The most important fact of the presidential election is that Michael D Higgins won with a resounding majority, the largest ever in a national election.
There has been, and continues to be, an understandably intense focus on the 20-odd per cent that Peter Casey secured in the election. Fair enough: that 20 per cent is important. But the other 80 per cent is important too, no?
And that overwhelming majority was dominated by the huge vote for Higgins – an intellectual, a socialist, a man of letters, a man of the left.
He has also been a career politician, a democrat and a parliamentarian – someone who has dedicated his life to advancing his social and political goals through the routes of parliamentary politics and public advocacy.
Someone who has been content to work our democratic system, even if he has always been impatient with it. Someone who has made the compromises that come with power and so managed to leave a legacy of enduring achievement. Someone conspicuously happy with the status and dignity of the highest office and determined to use it as a rhetorical platform.
For all the venom directed at our established way of doing politics and government, someone who is very much of that world has just won 56 per cent of the vote. Casey won 21 per cent. So, you know; some perspective is important here.

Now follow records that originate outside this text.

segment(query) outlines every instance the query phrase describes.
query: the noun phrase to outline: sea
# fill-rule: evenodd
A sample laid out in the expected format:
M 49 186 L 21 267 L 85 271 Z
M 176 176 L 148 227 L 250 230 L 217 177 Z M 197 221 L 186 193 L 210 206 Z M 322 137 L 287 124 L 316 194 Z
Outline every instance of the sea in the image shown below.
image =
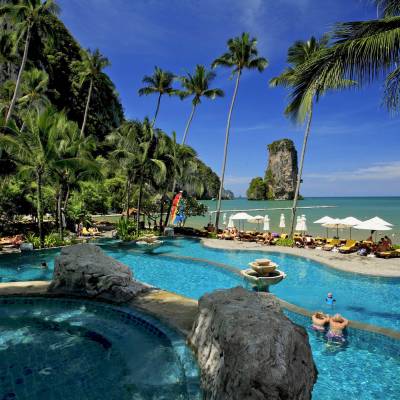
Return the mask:
M 217 208 L 216 200 L 202 201 L 208 207 L 208 212 L 202 217 L 189 217 L 186 226 L 193 228 L 203 228 L 209 222 L 215 222 L 215 211 Z M 222 214 L 226 214 L 226 223 L 229 216 L 239 211 L 245 211 L 252 216 L 268 215 L 270 219 L 270 230 L 272 232 L 287 232 L 290 226 L 292 201 L 286 200 L 265 200 L 252 201 L 244 198 L 222 201 Z M 286 228 L 279 228 L 280 215 L 285 215 Z M 306 216 L 307 232 L 312 235 L 336 236 L 336 229 L 327 229 L 314 221 L 321 217 L 329 216 L 332 218 L 355 217 L 361 221 L 378 216 L 394 226 L 392 230 L 377 232 L 376 238 L 388 235 L 395 243 L 400 243 L 400 197 L 307 197 L 298 202 L 297 215 Z M 244 230 L 262 230 L 259 226 L 252 223 L 241 223 L 240 227 Z M 339 236 L 354 239 L 365 239 L 370 235 L 369 231 L 352 229 L 339 229 Z

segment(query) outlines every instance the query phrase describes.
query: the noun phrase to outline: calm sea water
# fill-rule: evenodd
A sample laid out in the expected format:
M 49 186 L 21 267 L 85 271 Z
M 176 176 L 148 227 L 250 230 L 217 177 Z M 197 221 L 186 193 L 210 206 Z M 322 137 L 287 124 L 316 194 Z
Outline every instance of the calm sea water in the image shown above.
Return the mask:
M 217 201 L 203 201 L 208 206 L 209 211 L 216 209 Z M 387 234 L 400 243 L 400 197 L 308 197 L 298 203 L 299 207 L 315 207 L 315 206 L 332 206 L 332 208 L 305 208 L 299 209 L 299 214 L 305 214 L 307 218 L 307 228 L 312 234 L 326 235 L 326 228 L 319 224 L 314 224 L 313 221 L 329 215 L 333 218 L 345 218 L 349 216 L 356 217 L 360 220 L 366 220 L 375 216 L 379 216 L 384 220 L 395 225 L 391 231 L 378 232 L 378 237 L 381 234 Z M 252 210 L 252 209 L 268 209 L 263 211 L 247 211 L 250 215 L 265 215 L 270 218 L 270 229 L 280 232 L 279 218 L 281 213 L 285 215 L 286 227 L 290 224 L 290 210 L 276 210 L 276 208 L 290 208 L 292 201 L 249 201 L 246 199 L 224 200 L 222 209 L 227 210 L 227 219 L 229 215 L 234 213 L 228 210 Z M 275 210 L 274 210 L 275 209 Z M 212 217 L 214 221 L 215 214 Z M 200 228 L 210 220 L 210 215 L 205 217 L 191 217 L 186 225 Z M 245 229 L 257 229 L 257 224 L 245 224 Z M 262 229 L 262 225 L 260 226 Z M 288 228 L 286 228 L 286 231 Z M 336 230 L 330 230 L 329 236 L 336 235 Z M 340 229 L 341 237 L 348 237 L 348 229 Z M 368 231 L 357 231 L 352 229 L 352 237 L 361 239 L 369 236 Z

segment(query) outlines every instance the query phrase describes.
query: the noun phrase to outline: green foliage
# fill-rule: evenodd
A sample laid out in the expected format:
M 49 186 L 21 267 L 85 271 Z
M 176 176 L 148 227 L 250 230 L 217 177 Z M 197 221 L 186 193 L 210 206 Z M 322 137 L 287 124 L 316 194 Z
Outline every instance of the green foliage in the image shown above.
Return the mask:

Casey is enjoying his moment in the sun on Saturday. He might found a new party. Or join one. He might stand for office. He might not. He’ll let us know soon. He might run for president again, if he’s not taoiseach. (Sure maybe he could do both?)
Soundbites and platitudes
Students should be able to live on university campuses. People should be able get on the housing ladder. We are too focused on Dublin. We should use the networks of the diaspora. It’s a disgrace that elderly women are on hospital trolleys. And so on and so on, brain-farting out soundbites and platitudes.

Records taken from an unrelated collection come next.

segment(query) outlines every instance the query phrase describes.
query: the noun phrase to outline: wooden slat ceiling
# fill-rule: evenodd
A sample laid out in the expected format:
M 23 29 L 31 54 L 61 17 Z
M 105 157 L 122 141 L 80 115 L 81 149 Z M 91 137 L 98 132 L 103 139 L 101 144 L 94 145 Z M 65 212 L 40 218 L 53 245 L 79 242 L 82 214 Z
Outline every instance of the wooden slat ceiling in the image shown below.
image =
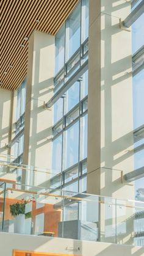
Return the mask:
M 15 90 L 26 77 L 29 41 L 24 38 L 34 29 L 54 35 L 77 2 L 0 0 L 0 88 Z

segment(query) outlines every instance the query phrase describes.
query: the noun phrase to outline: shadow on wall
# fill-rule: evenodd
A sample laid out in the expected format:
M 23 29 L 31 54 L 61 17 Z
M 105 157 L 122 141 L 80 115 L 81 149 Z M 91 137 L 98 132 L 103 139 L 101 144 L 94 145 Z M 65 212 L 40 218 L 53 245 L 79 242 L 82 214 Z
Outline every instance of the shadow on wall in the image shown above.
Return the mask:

This isn’t the rise of a new political force. It’s taxi-driver stuff. It’s the end of the bar in the golf club after a long day. It’s Ross O’Carroll-Kelly’s dad with a Derry accent.
This was a second order election with a low turnout and a result that was a foregone conclusion. It is the latest indication that there is always – always – a protest vote, a two-fingers to the establishment vote (Sinn Féin gets a chunk of it, usually; so do Independents).
Do you really think Casey will be a significant figure in our politics in six months? In six weeks? Like Dana is? Like Declan Ganley is? If there was a space for a right-wing, conservative, law and order, low taxes party, then what happened to Renua?
That is not to say that Casey’s vote is without significance. It is not. A fifth of the voters is a lot of voters, and despite the candidate’s disavowals on Saturday morning that raising the Traveller issue had contributed to his surge, it’s pretty clear that it did. The Traveller thing was the trigger for him, allowing him to break away from the Higgins challengers, amplifying his voice and focusing his campaigning appeal.
Rhetorical mistake
Political analysis often makes the rhetorical mistake of seeking one simple answer to what are actually quite complex questions. But the question of why Casey did so well does not just have one answer, it has several; Travellers are certainly part of it, but just part of it.
Other parts include the traditional protest vote. And the general humpiness of many voters – feeling squeezed by the cost of living, under pressure from everything, running faster and faster just to stand still – is part of that picture.
That and the sense among voters that they had a free pass to give anyone and everyone a kick in this election, from which no direct effects on their daily lives were possible, as the President does not do budgets or make social policy.
But whatever the exact composition of the Casey vote, it is certain that parties and candidates will be looking closely at it. Casey’s comments about Travellers and the welfare state will no doubt embolden a hundred cheaper imitations in the local elections to come next year.
Anyone who thinks that antipathy to Travellers – some of it rooted in prejudice, some of it in response to bad behaviour by some Travellers – is something new in Ireland hasn’t been listening very closely.
But it has not been widespread in politics. As a result of this election, that may begin to change. What usually happens is not that a new vehicle emerges for these views – but that the existing parties assimilate them.
There is no reason to think it will be different this time. This election has not turned the world upside down. But it will have effects on our politics.